The Dodgers remain motivated to strike a deal with Clayton Kershaw, who is nearing the end of a two-year, $19 million contract and is eligible for arbitration after this season and free agency after the 2014 campaign.
The idea nearly became reality earlier this season, when Kershaw was close to signing a record-setting, seven-year extension in the $210 million range, according to major league sources.
The Dodgers backed off, though, and the two sides have not negotiated in months, sources said. Talks are unlikely to resume until the offseason, and by then Kershaw’s price could be even higher.
Kershaw, 25, leads the majors with a 1.72 ERA, which would be the fourth-best among all pitchers with 150 or more innings since the mound was lowered in 1969.
The Dodgers remain motivated to strike a deal – Kershaw, nearing the end of a two-year, $19 million contract, is eligible for arbitration after this season and free agency after the 2014 campaign.
The contract Kershaw and the Dodgers discussed would have included an opt-out clause, giving the pitcher the right to become a free agent after five years, sources said.
The average salary of approximately $30 million would have matched highest in baseball history: CC Sabathia's $30 million, one-year extension with the New York Yankees in 2011.
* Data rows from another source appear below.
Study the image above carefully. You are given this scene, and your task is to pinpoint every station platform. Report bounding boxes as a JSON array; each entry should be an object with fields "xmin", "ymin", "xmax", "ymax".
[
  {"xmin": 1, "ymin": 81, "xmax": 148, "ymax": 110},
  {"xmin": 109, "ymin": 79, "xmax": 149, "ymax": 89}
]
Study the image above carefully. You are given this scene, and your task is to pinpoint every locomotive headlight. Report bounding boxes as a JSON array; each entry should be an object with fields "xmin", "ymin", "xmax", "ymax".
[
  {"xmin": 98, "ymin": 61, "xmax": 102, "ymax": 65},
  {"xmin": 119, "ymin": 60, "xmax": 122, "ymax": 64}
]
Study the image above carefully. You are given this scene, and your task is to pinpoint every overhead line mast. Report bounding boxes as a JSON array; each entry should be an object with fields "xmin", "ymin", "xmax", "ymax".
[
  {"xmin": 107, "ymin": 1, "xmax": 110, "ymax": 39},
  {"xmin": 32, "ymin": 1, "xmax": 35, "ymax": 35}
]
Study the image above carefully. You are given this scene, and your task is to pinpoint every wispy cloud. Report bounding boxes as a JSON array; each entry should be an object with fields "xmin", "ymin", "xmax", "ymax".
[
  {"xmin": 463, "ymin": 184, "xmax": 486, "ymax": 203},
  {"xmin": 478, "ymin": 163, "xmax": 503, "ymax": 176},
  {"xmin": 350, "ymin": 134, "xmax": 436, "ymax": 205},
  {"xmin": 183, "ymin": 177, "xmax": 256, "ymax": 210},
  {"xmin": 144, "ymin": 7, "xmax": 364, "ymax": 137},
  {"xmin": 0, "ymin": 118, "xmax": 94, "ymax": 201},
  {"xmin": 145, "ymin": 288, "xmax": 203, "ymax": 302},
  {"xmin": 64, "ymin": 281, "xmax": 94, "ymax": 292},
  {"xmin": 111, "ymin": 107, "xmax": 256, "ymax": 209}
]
The deal also would have been the largest ever for a pitcher, surpassing Justin Verlander’s seven-year, $180 million deal with the Detroit Tigers, and the sixth-highest overall. Verlander’s contract does not include an opt-out clause. Neither does the next-largest deal for a pitcher, Felix Hernandez’s seven-year, $175 million contract with the Seattle Mariners.
A five-year opt-out would allow Kershaw to hit the open market at 30 and perhaps secure an even bigger deal. The Dodgers granted a similar clause to free-agent right-hander Zack Greinke last offseason, enabling him to escape his six-year, $147 million contract after three years.
Kershaw and Greinke are represented by the same agent, Casey Close.